11. unwanted penile bending and shrinking (the clitoral/G-spot death and shrinkage)- formation of the scar tissues due to tissue and nervous abrasion .
12. premature ejaculation – damage of the prostate/urethral nerves and duct, and burning-out (drop) of the serotonin and acetylcholine level in the brain and nervous synapses.
13. premature hair loss or decoloring.
14. short breathing and irregular cardiovascular output (sympathetic) – a weakening brain’s acetylcholine/serotonin and parasympathetic/vagus nervous function.
15. white or violet nails – deficiency of Zinc.
16. weak immunity – neuro-immune disorder resulting from the deficiency of the neurotransmitters acetylcholine (Yin Chi) and dopamine (Yang Chi).  For example, easy to catch cool or get sick and requiring a longer time to get recovery from sickness.
17. Sleeping disorder and its associated symptoms- due to the deficiency of serotonin and melatonin, both of which are synthesized by the pineal gland with GABA and norepinephrine, or due to excessive pituitary LH and FSH hormones in an attempt to revive a weak/dying testicular/ovarian function, or due to excessive Yang-type stressor epinephrine in the cerebrospinal fluid.

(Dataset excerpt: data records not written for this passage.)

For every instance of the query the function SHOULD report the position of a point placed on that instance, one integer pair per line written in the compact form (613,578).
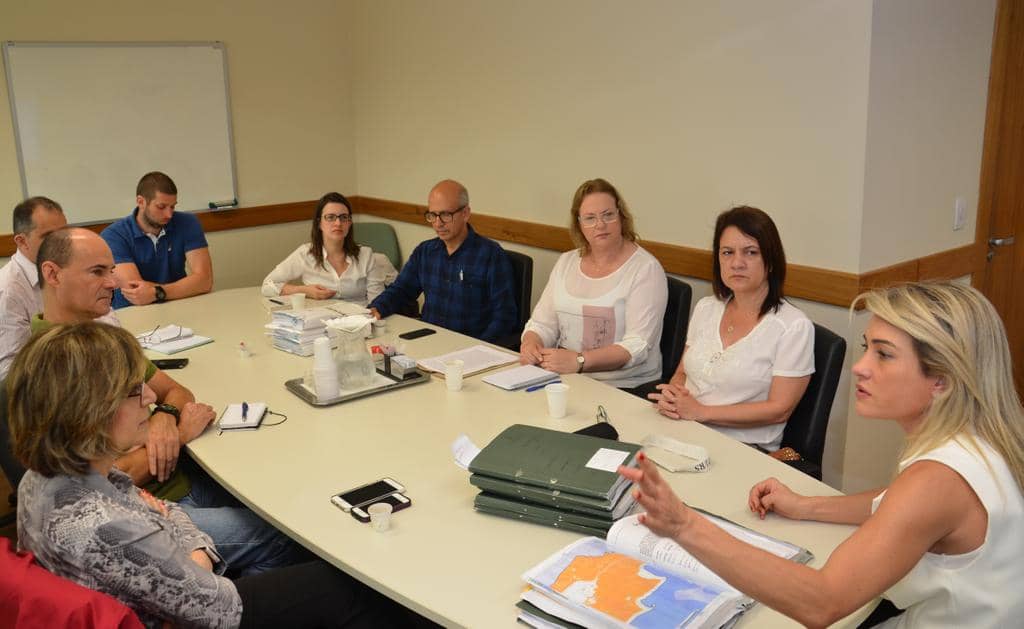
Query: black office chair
(522,276)
(11,467)
(808,425)
(674,325)
(677,320)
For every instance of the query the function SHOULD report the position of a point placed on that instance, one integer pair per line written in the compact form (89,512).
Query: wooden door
(1000,203)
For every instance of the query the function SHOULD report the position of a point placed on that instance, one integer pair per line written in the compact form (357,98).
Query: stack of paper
(641,580)
(555,478)
(295,331)
(475,360)
(520,377)
(171,339)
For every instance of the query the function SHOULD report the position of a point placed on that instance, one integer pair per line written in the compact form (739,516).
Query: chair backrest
(808,425)
(522,275)
(381,238)
(11,467)
(677,320)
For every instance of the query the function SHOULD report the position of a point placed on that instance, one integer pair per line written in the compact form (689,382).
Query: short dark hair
(153,182)
(24,210)
(54,248)
(759,225)
(316,237)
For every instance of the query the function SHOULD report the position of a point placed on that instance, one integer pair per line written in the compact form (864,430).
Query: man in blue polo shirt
(466,279)
(153,245)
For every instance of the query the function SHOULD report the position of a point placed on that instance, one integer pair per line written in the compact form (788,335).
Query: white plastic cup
(326,382)
(453,374)
(558,396)
(322,352)
(380,516)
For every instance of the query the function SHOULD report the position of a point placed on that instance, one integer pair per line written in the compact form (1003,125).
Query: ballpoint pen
(537,387)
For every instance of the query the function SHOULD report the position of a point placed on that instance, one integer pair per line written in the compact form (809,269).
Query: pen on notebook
(537,387)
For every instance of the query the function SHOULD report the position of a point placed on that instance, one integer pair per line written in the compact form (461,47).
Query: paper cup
(558,394)
(380,516)
(453,375)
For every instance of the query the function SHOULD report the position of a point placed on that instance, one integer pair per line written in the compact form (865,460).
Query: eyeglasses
(445,217)
(605,217)
(136,391)
(338,217)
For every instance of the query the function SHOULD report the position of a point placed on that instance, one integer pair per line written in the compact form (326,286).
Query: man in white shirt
(20,295)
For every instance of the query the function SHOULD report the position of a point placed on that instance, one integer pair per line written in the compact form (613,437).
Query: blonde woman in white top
(943,540)
(332,265)
(749,353)
(601,311)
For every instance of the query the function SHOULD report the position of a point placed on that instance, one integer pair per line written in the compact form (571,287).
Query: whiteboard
(90,119)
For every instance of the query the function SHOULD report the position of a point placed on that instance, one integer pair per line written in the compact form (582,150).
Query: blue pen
(537,387)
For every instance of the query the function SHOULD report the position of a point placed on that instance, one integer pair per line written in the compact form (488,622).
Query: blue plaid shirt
(470,291)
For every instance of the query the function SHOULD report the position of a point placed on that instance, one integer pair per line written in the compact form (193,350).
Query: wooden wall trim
(821,285)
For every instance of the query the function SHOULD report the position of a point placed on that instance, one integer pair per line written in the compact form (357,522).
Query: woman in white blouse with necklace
(601,311)
(332,265)
(750,353)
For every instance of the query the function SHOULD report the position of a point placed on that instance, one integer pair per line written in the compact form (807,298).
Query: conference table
(441,558)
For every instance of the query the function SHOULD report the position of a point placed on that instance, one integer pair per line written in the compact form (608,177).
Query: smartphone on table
(367,494)
(416,333)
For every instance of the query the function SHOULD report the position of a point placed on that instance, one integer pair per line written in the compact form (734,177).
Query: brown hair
(759,225)
(23,212)
(153,182)
(64,388)
(316,236)
(592,186)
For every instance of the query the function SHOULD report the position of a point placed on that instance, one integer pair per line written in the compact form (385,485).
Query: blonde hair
(592,186)
(958,336)
(64,388)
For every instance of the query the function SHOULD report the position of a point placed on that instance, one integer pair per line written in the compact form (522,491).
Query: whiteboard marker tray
(381,383)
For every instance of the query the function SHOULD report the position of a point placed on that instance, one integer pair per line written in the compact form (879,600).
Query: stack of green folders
(555,478)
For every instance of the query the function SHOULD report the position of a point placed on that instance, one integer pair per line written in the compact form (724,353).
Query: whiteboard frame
(96,44)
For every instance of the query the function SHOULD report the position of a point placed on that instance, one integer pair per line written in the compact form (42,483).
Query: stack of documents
(295,331)
(642,580)
(171,339)
(555,478)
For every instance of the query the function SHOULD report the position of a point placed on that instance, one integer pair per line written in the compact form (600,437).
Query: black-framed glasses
(605,217)
(338,217)
(444,217)
(136,391)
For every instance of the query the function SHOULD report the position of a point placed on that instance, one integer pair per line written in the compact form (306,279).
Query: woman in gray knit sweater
(78,401)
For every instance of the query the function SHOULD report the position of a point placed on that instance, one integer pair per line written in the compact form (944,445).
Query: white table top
(440,557)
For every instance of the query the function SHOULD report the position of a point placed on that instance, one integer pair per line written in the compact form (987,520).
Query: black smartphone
(367,494)
(397,502)
(417,333)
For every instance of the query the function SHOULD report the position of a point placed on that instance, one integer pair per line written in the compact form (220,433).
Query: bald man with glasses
(466,279)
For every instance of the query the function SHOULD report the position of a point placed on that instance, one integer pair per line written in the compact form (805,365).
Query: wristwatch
(170,409)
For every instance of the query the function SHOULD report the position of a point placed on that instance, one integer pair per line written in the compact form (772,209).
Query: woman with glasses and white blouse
(601,311)
(332,265)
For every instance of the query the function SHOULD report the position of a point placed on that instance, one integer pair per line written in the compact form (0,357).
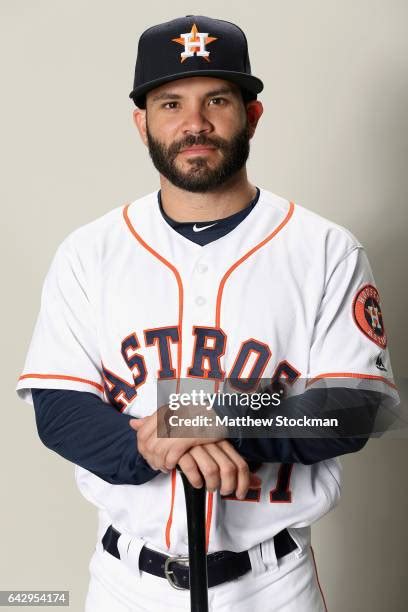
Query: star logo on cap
(194,43)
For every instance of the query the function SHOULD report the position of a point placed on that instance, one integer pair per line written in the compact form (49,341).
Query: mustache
(192,140)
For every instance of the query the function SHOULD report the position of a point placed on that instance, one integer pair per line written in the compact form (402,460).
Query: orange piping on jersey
(350,375)
(179,346)
(244,257)
(318,581)
(62,377)
(217,324)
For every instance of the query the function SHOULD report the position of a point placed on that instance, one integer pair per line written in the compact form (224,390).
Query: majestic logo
(200,229)
(194,43)
(380,364)
(368,316)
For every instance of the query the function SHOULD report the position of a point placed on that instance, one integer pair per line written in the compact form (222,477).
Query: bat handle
(195,507)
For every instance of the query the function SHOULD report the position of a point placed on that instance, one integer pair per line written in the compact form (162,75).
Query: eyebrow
(169,95)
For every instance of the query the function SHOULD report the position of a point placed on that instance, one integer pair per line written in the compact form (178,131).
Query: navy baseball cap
(192,46)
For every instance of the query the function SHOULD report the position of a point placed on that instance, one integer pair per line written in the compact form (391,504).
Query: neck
(230,198)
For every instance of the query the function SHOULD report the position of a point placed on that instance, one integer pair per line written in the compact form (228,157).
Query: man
(210,278)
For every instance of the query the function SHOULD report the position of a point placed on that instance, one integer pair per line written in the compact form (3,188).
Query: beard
(200,176)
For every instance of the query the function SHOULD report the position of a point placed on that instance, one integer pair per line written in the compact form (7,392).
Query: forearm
(92,434)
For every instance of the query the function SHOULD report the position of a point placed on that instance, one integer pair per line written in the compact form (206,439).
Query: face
(198,131)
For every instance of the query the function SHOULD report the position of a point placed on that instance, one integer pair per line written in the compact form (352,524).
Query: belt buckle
(170,574)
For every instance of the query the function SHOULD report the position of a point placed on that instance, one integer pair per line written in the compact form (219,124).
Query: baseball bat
(195,507)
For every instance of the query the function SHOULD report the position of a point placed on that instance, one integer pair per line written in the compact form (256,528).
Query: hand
(221,466)
(162,453)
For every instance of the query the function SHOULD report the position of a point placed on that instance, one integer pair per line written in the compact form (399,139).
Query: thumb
(254,480)
(136,423)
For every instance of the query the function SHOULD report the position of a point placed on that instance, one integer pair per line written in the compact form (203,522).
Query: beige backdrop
(333,138)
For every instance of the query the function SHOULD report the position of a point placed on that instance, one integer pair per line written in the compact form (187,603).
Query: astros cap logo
(368,316)
(194,44)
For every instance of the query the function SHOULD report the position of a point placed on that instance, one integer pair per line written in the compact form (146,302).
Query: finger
(207,466)
(227,468)
(175,449)
(190,469)
(243,474)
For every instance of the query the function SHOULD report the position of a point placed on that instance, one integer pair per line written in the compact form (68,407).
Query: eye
(218,101)
(170,105)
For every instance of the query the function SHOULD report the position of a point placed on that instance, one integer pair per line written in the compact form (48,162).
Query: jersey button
(202,268)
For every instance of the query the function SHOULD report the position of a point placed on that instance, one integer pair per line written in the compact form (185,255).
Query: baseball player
(207,278)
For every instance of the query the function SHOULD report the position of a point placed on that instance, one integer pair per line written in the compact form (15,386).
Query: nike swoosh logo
(200,229)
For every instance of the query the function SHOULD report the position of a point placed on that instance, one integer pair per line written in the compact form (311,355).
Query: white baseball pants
(290,586)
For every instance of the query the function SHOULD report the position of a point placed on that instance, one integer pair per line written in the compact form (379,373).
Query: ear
(254,110)
(139,118)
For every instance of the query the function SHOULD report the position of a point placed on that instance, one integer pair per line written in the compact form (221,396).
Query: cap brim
(246,81)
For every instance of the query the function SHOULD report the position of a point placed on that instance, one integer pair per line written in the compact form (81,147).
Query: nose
(196,121)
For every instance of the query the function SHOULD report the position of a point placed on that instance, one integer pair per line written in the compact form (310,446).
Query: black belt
(221,566)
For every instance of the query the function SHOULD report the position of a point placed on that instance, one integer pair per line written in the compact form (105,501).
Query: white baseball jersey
(129,301)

This causes a deficiency hGH and excessive inflammatory hormone prostaglandin E-2 release into the bloodstream, an undercharging of the parasympathetic nervous system, and an excessive sympathetic nervous fire (Flight or Fight), resulting in back/joint/ligament pains or cramps, urinary or bowel incontinence, Irritable Bowel Syndrome (IBS),  prostatitis or urethritis, as a result of no or insufficient healing (restoration)  power (prostaglandin E-1) in the organs. muscles, ligaments and joints. Please note that excessive Ying-type stressor cortisol causes hGH, DHEA and testosterone deficiency and  induces drowsiness over-sleeping, blurred vision, and hangover.
18. organ functional disorders in the 2nd brain (between the neck and pelvis) due to the weakening of the vagus (parasympathetic) nerves and the weakening serotonin nervous modulation on the sympathetic nervous functions – the most typical ones are: digestive , cardiovascular and liver systems; some experience the gallbladder and pancreas functional disorders too. The most visual or sensible disorder is stomach pain or digestive panic.
19. Excessive Sweating – the sympathetic/epinephrine nervous fires burning the entire body due to an constantly excessive dopamine/norepinephrine-epinephrine conversion in the hypothalamus and adrenal medulla.
20. Headaches or migraines – due to excessive inflammatory hormone prostaglandin E-2 release and excessive dopamine/norepinephrine-epinephrine conversion in the brain after the acetylcholine, serotonin and GABA nervous system were exhausted by excessive sex.
21. Fatigue, tiredness and exhaustion – the parasympathetic nervous recharging/healing system is out of order; the pituitary releases excessive prolactin to shut down the testicular function.
22. Muscle weakness – due to deficiency of DHEA, testosterone or DHT. This results from exhaustion of the hypothalamus-pituitary-adrenal and/or testicular axis.
23. Muscle Tremors/Twitching (pre-Parkinson’s symptoms) – due to deficiency of dopamine and acetylcholine.
24. Weak neuro-immune function and persistent inflammation – easy to get infection or catch flu or cold, sinus, allergy, or/and sore throat.
25. Kidney inflammatory pains – orgasm over-stimulates the immune complement system, resulting kidney inflammation.